In the wake of a report from the global scientific authority on climate change warning that governments around the world must take “rapid, far-reaching and unprecedented changes in all aspects of society” to avoid disastrous levels of global warming, Trump was asked for his views on climate change during an interview on CBS’s “60 Minutes.”
Trump replied: “I think something’s happening. Something’s changing and it’ll change back again. I don’t think it’s a hoax, I think there’s probably a difference. But I don’t know that it’s man-made.”
Rolling back climate regulations
Trump’s belief that climate change may not be man-made should come as no surprise – it’s reflected in many of the policies that have defined his first term.
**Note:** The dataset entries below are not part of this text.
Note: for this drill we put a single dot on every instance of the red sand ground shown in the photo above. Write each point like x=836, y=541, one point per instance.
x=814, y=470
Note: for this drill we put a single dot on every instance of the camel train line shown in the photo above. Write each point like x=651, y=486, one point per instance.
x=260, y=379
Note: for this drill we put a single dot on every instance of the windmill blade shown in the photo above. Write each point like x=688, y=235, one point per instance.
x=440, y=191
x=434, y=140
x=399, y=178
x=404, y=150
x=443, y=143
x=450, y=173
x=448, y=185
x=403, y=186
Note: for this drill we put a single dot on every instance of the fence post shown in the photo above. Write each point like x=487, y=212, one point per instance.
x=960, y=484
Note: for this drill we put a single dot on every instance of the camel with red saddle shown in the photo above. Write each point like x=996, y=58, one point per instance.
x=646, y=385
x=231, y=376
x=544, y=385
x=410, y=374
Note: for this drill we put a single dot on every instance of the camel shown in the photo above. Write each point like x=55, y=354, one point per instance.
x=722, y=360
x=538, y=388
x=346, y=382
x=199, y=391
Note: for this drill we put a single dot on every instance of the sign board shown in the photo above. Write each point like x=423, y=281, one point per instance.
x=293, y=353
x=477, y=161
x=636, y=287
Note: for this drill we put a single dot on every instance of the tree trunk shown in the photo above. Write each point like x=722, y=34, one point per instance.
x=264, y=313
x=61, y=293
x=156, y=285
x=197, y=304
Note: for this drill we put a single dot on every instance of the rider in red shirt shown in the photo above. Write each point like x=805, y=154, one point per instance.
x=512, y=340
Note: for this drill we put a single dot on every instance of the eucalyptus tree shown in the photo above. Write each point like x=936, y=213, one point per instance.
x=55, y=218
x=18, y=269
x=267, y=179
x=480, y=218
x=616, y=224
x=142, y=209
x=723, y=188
While it might be seen as progress that he’s acknowledged it’s not a hoax, his belief that climate change will fix itself is clear from the way his administration has rolled back many Obama-era climate change directives.
Here are some of the controversial climate actions taken by the Trump administration:
- In 2017, Trump announced he would withdraw the US from the 2015 Paris agreement – the landmark accord through which countries have pledged to reduce carbon emissions – leaving the US as the only country in the world not signed on to the deal.
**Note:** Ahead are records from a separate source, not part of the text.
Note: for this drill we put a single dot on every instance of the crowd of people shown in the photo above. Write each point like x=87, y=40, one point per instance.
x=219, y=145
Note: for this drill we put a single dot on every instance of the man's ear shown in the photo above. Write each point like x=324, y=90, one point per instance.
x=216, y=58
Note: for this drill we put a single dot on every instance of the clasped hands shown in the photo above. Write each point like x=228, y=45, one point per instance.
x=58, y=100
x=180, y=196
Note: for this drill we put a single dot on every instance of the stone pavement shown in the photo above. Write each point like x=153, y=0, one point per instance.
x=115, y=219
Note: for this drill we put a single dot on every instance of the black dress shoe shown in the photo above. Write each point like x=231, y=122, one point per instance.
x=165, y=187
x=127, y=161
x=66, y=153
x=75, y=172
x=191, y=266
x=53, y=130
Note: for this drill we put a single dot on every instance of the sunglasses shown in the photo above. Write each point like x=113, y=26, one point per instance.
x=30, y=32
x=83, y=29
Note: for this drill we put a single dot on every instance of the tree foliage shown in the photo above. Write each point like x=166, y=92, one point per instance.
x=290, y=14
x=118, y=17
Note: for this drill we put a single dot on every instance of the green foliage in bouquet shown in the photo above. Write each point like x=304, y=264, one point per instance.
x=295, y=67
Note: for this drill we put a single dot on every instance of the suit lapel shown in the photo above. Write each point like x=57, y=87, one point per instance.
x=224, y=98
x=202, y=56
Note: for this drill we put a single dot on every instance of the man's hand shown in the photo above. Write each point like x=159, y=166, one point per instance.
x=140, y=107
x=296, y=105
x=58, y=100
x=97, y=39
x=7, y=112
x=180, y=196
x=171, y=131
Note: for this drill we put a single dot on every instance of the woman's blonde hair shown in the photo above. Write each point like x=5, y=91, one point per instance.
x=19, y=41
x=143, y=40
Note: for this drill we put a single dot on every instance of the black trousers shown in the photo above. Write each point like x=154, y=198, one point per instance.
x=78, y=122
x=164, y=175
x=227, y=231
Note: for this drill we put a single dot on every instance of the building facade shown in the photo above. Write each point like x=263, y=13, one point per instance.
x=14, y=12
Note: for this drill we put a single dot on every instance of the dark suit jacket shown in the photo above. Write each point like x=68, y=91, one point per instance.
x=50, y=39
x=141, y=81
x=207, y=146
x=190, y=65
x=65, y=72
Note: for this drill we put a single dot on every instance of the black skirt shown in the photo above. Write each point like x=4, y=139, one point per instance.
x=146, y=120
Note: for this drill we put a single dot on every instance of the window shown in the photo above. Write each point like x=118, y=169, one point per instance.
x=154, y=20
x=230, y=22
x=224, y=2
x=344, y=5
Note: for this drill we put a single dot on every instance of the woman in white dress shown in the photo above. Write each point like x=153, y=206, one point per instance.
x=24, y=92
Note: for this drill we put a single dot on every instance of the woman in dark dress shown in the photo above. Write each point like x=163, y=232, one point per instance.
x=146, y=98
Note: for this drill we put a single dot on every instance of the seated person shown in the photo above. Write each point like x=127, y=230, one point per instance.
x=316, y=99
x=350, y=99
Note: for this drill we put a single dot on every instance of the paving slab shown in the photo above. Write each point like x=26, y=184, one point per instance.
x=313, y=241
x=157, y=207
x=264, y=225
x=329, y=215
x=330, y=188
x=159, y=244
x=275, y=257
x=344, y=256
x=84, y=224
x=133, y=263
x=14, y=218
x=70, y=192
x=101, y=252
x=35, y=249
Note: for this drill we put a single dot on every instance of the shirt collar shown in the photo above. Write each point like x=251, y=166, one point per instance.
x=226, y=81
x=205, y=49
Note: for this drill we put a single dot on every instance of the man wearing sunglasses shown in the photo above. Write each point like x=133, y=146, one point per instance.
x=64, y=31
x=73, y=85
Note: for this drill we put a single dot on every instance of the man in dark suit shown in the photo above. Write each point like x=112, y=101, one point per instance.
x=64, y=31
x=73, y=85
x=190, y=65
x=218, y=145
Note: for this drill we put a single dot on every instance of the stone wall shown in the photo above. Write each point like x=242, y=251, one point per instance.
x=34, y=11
- In August, the administration announced plans to freeze Obama-era greenhouse gas emissions standards for automobiles. It also proposed withdrawing California’s Clean Air Act pre-emption waiver, which lets the state set its own emission standards. California and about a dozen states that follow its rules account for about a third of all the passenger vehicles sold in the United States.
- In September, the Environmental Protection Agency (EPA) released a proposal that would relax requirements from the Obama-era on how energy companies monitor and repair methane leaks.
- The EPA wants to roll back the Obama-era Clean Power Plan, which had a goal of cutting the country’s carbon emissions by a third by 2030, compared with 2005 levels. The EPA’s proposed Affordable Clean Energy Rule would devolve regulation of coal-fired power plants back to the state level, which is expected to boost the coal industry and increase US carbon emissions.
- Trump signed an executive order in 2017 lifting a moratorium on new coal leasing on federal lands, which was put in place by the Obama administration. Environmentalists had long criticized such leasing, saying coal companies paid so little for their leases that taxpayers were effectively subsidizing coal production.
- In 2017, Trump signed an executive order curbing the government’s enforcement of climate regulations, saying they harmed American businesses. The order rescinded the 2013 Climate Action Plan, which focused on cutting carbon emissions, preparing infrastructure for the impact of climate change and making the US a leader in combating climate change. He also rescinded an Obama executive order that created a Council on Climate Preparedness and Resilience, charged with preparing the US for the impact of climate change.
- A provision in the 2017 tax overhaul bill legislation opened up Alaska’s Arctic National Wildlife Refuge to oil and gas drilling, and at the start of 2018, the Interior Department announced it was considering plans to permit drilling in nearly all US waters.
Last week’s UN Intergovernmental Panel on Climate Change (IPCC), report said that based on current levels of greenhouse gas emissions, the planet will reach 1.5 degrees Celsius (2.7 degrees Fahrenheit) above pre-industrial levels by as early as 2030, precipitating the risk of extreme drought, wildfires, floods and food shortages for hundreds of millions of people.
NASA says that “97 percent or more” of climate scientists agree that climate-warming trends over the past century are very likely due to human activities, and most of the leading scientific organizations worldwide have issued public statements endorsing this position.